Missed Case of Infective Endocarditis (IE): A Possible Differential to Rule Out in the ED
Background
Infective Endocarditis (IE) is defined as an infection of the endocardial surface of the heart, which may include one or more heart valves, the mural endocardium, or a septal defect.
Its intracardiac effects include severe valvular insufficiency, which may lead to intractable congestive heart failure and myocardial abscesses.
If left untreated, IE is almost inevitably fatal. If not treated in time, IE can prove to be quite fatal.
It is, therefore, deemed necessary to keep infective endocarditis a possible differential of fever along with meningitis and malaria in emergency settings.
Why Is It Easy To Miss?
Infective endocarditis is a rare disease with varied presentations. Symptoms such as loss of appetite, weight loss, arthralgia, and night sweats overlap with much more common conditions, including occult malignancy.
Fever is almost invariable, but many patients may initially experience only a general malaise. Given the diagnostic difficulty, some 25% of patients take longer than one month to be admitted to hospital after their first clinical signs become evident.
Case Presentation
A 70-year-old man presented to A&E with intermittent fever, weak legs and significant weight loss over 3-4 weeks. He was a known case of AF and was on 20mg of Rivaroxaban.
CT CAP showed a focal wedge-shaped splenic infarct with no splenic artery embolus.

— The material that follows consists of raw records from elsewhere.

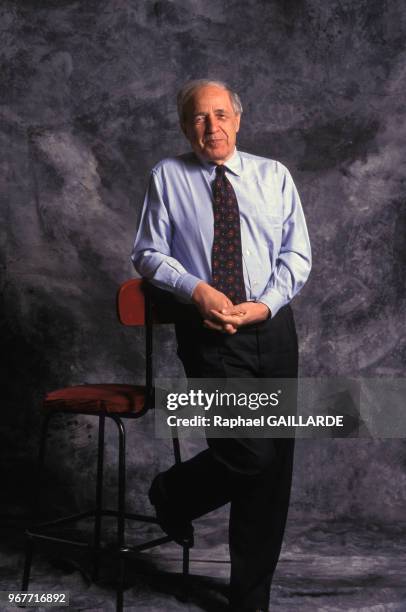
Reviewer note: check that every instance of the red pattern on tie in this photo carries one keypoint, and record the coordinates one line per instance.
(227, 273)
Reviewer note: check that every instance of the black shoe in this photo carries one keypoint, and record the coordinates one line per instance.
(180, 530)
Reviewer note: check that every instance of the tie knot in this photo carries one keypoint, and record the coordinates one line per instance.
(220, 171)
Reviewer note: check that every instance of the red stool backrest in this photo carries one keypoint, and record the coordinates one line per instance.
(131, 302)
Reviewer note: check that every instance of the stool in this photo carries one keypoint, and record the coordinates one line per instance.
(116, 402)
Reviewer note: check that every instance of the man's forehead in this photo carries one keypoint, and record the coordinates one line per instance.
(211, 96)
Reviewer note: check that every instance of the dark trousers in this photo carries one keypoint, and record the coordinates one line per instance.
(253, 474)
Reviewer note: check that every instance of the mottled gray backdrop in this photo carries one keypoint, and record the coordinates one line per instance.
(88, 105)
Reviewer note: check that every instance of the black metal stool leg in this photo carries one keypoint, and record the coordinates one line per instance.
(35, 504)
(27, 563)
(176, 448)
(120, 513)
(99, 499)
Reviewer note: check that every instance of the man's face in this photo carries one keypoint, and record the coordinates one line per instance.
(211, 124)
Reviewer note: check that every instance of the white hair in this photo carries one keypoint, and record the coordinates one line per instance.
(187, 91)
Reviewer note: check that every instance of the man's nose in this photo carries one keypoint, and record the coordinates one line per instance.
(211, 123)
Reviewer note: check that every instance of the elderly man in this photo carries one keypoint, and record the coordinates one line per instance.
(224, 231)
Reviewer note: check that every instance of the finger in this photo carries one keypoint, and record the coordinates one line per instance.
(234, 319)
(211, 325)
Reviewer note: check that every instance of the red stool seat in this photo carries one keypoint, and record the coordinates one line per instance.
(107, 398)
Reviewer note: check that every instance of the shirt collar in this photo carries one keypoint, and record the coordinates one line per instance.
(233, 164)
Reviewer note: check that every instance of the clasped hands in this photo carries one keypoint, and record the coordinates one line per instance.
(221, 314)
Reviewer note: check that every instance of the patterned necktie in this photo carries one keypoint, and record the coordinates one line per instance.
(227, 273)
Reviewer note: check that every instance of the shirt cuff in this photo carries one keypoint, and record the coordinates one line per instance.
(185, 286)
(273, 299)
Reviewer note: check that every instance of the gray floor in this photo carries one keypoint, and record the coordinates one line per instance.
(323, 567)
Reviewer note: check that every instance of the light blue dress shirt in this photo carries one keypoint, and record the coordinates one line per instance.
(174, 240)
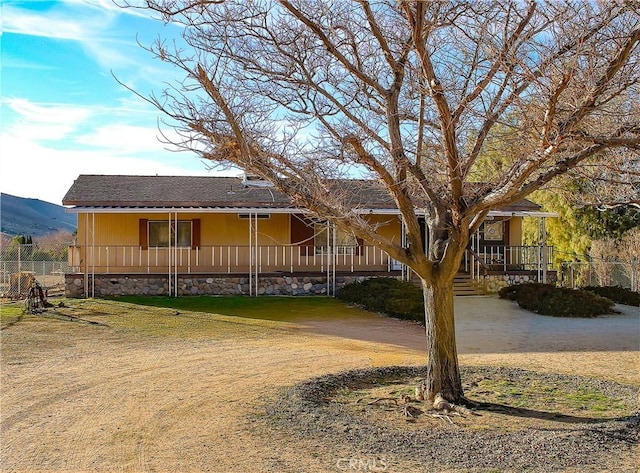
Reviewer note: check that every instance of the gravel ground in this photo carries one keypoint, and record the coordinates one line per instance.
(579, 445)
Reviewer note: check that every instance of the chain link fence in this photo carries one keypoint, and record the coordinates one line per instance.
(600, 273)
(21, 265)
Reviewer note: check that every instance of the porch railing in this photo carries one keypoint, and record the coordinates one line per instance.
(506, 259)
(229, 259)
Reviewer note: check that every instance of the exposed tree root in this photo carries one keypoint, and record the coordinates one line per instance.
(439, 409)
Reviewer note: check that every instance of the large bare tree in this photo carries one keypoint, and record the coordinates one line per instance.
(414, 95)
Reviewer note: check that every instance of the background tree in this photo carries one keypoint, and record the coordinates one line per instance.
(406, 93)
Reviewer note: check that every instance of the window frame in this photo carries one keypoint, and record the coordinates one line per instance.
(152, 236)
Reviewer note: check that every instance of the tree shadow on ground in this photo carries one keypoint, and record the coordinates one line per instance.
(524, 412)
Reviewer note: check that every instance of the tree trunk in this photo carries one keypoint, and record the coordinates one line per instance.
(443, 374)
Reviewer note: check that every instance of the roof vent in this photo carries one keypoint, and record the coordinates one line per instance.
(253, 180)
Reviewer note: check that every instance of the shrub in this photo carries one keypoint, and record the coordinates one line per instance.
(387, 295)
(618, 294)
(556, 301)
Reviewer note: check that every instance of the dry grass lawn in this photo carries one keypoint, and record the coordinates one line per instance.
(152, 390)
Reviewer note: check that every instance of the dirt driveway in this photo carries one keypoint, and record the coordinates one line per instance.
(79, 397)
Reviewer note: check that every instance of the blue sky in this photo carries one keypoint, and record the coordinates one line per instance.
(62, 113)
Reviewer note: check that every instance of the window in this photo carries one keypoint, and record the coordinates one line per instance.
(493, 231)
(159, 233)
(345, 243)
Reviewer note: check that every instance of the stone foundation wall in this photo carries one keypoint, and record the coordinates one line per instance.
(198, 285)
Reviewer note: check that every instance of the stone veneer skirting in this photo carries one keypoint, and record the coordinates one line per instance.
(198, 285)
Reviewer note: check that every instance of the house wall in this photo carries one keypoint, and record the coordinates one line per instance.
(216, 229)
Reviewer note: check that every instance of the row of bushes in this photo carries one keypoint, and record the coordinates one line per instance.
(405, 301)
(617, 294)
(557, 301)
(390, 296)
(563, 302)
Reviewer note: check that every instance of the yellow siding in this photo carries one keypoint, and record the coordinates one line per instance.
(389, 226)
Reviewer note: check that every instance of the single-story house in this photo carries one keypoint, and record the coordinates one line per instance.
(187, 235)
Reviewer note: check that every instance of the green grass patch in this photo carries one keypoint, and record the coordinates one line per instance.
(536, 394)
(281, 309)
(206, 317)
(10, 313)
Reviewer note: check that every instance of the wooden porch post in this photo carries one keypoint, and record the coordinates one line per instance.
(544, 250)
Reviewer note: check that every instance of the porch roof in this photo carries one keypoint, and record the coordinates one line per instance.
(212, 194)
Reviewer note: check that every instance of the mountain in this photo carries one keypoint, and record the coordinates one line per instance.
(21, 216)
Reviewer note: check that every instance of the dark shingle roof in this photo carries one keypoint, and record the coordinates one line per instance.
(169, 191)
(212, 191)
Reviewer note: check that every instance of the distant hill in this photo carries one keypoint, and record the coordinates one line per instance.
(20, 216)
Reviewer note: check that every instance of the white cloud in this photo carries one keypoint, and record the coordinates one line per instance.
(44, 122)
(48, 145)
(29, 169)
(53, 23)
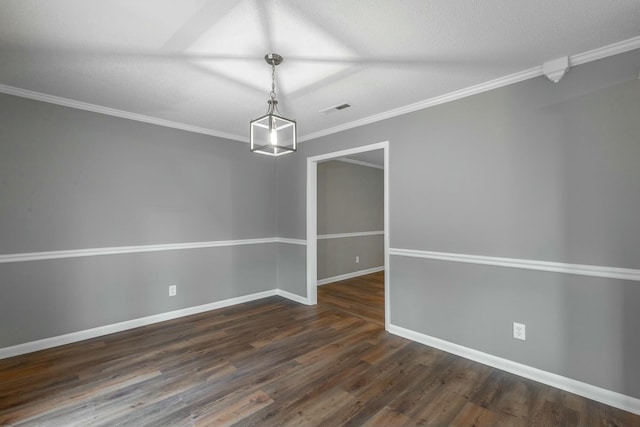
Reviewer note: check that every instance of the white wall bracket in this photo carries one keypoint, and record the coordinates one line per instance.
(556, 69)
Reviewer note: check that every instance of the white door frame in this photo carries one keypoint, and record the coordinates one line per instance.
(312, 220)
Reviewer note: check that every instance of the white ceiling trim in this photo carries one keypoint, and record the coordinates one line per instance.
(66, 102)
(581, 58)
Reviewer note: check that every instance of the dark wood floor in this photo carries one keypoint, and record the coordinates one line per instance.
(276, 362)
(361, 296)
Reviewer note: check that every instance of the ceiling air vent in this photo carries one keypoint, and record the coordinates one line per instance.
(334, 108)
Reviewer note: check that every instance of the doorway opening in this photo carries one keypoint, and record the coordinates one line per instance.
(312, 218)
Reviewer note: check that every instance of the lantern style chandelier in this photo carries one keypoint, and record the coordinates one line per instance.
(273, 134)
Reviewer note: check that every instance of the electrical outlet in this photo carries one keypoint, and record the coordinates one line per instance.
(519, 331)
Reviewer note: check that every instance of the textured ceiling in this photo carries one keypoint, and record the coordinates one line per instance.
(200, 63)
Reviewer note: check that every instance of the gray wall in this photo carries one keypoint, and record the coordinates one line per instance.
(534, 170)
(72, 179)
(350, 200)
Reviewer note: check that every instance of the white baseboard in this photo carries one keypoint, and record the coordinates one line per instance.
(608, 397)
(46, 343)
(349, 275)
(292, 297)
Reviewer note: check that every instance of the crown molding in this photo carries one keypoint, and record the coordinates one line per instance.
(431, 102)
(580, 58)
(66, 102)
(577, 59)
(603, 52)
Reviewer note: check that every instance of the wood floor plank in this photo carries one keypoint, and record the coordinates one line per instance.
(274, 362)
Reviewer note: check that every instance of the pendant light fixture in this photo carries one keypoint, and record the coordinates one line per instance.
(273, 134)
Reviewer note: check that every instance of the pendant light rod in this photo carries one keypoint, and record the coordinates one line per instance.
(273, 134)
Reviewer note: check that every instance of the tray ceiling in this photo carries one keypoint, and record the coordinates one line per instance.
(200, 63)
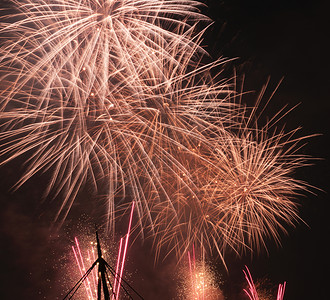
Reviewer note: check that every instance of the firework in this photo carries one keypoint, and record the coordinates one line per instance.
(116, 94)
(252, 292)
(101, 92)
(197, 279)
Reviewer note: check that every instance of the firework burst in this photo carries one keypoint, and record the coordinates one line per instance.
(116, 94)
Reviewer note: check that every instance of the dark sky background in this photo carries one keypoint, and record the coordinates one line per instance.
(269, 38)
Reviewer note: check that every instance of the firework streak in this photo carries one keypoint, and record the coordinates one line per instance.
(252, 291)
(115, 94)
(91, 282)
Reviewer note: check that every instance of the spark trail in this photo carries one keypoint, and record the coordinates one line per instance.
(116, 95)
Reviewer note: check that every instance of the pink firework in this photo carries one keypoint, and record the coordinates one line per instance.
(252, 292)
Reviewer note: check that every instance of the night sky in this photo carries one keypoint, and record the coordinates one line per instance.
(269, 38)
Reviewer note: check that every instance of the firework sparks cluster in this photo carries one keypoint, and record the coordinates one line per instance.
(252, 291)
(115, 94)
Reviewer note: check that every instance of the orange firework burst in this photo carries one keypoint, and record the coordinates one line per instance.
(116, 94)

Blood culture came back positive for gram positive alpha heamolytic Streptococcus Gordonii. Transthoracic echocardiogram was non diagnostic to rule out IE.
Whilst on the ward, patient developed right-sided weakness. CT Head showed an acute left occipital lobe infarct (besides patient being on 20mg Rivaroxaban).
Investigations
Blood Culture
Transthoracic Echocardiogram (TTE)
Transesophageal Echocardiogram (TEE)
Conclusions
The diagnosis is presumed in this case, as there were no other sites of infection.
Further support for this diagnosis came from the subacute presentation – the presence of a positive blood culture (a possible complication and response to antibiotic treatment) caused the inflammatory parameters to slowly return to normal.
Although S. gordonii initiates dental plaque and the colonization of other pathogenic bacteria on tooth surfaces, S. gordonii is not directly pathogenic in the oral cavity.
On the other hand, once S. gordonii enters the bloodstream via oral bleeding it can colonize damaged heart valves, causing endocarditis in humans.